The Financial Accounting Standards Board, which writes the accounting rulebook, is trying to close the loopholes that Enron slipped through.
But the SEC, alarmed by the Enron case and other recent scandals, has been pushing hard for more up-front and timelier corporate reporting. An SEC official said it was hard to call whether the latest batch of reports marks a step forward.
"Right now we think it's too early to tell, but we've seen signs of good-faith attempts on the part of companies," said Jim Daly, associate director at the commission's division of corporation finance, in an interview.
"As this process evolves, we expect that there will probably be more disclosure consistent with what the commission's guidelines call for," Daly said.
Arthur Levitt, chairman of the SEC from 1993 to 2000, said the commission's push for better disclosure is succeeding.
"Some companies will respond by throwing the most information they can at you. Other companies, I suspect, will be more efficient in terms of how they disclose," he said.
Some improvement was noted by analysts in the latest report from General Electric Co. (NYSE:GE - News), the world's biggest corporation. And, as always, the plain-talking report of multibillionaire Warren Buffett's company, Berkshire Hathaway (NYSE:BRKa - News), was held up by activists as a model for all.
NEW SEC RULES ON THE WAY
Better reports may come next year. The SEC is expected to adopt new rules soon requiring more and timelier reporting on accounting policies and a variety of other subjects.

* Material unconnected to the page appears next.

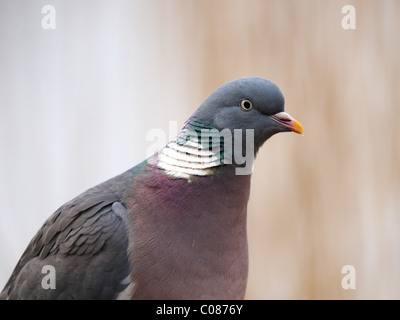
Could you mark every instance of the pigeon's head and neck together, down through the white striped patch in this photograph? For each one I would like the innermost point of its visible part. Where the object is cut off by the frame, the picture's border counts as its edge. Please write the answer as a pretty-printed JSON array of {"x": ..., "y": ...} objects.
[{"x": 236, "y": 119}]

Efforts earlier this year by the SEC to cajole this sort of information out of companies failed, with most barely flinching at a January SEC "cautionary advice" memo on accounting policies, accountants and lawyers said.
Changes to the crucial "Management Discussion and Analysis" sections of most 10Ks were "certainly not robust" after the SEC's memo, said Jay Hartig, partner and SEC services leader at accounting giant PricewaterhouseCoopers' national office.
Both companies and their lawyers viewed the SEC memo "as advisory in nature ... more of a suggestion than an out-and-out requirement," Hartig said.
Advised by lawyers with an eye toward liability risks, most U.S. companies are unlikely to respond to any call for greater disclosure that isn't legally mandated, said shareholder activist Nell Minow, editor of The Corporate Library.
"Companies will wait for more guidance from the SEC and the exchanges before they do anything more than they absolutely, positively have to," Minow said.
"They're afraid of doing something that isn't required .... They still just haven't learned that the one who provides the best, clearest, most accessible information wins."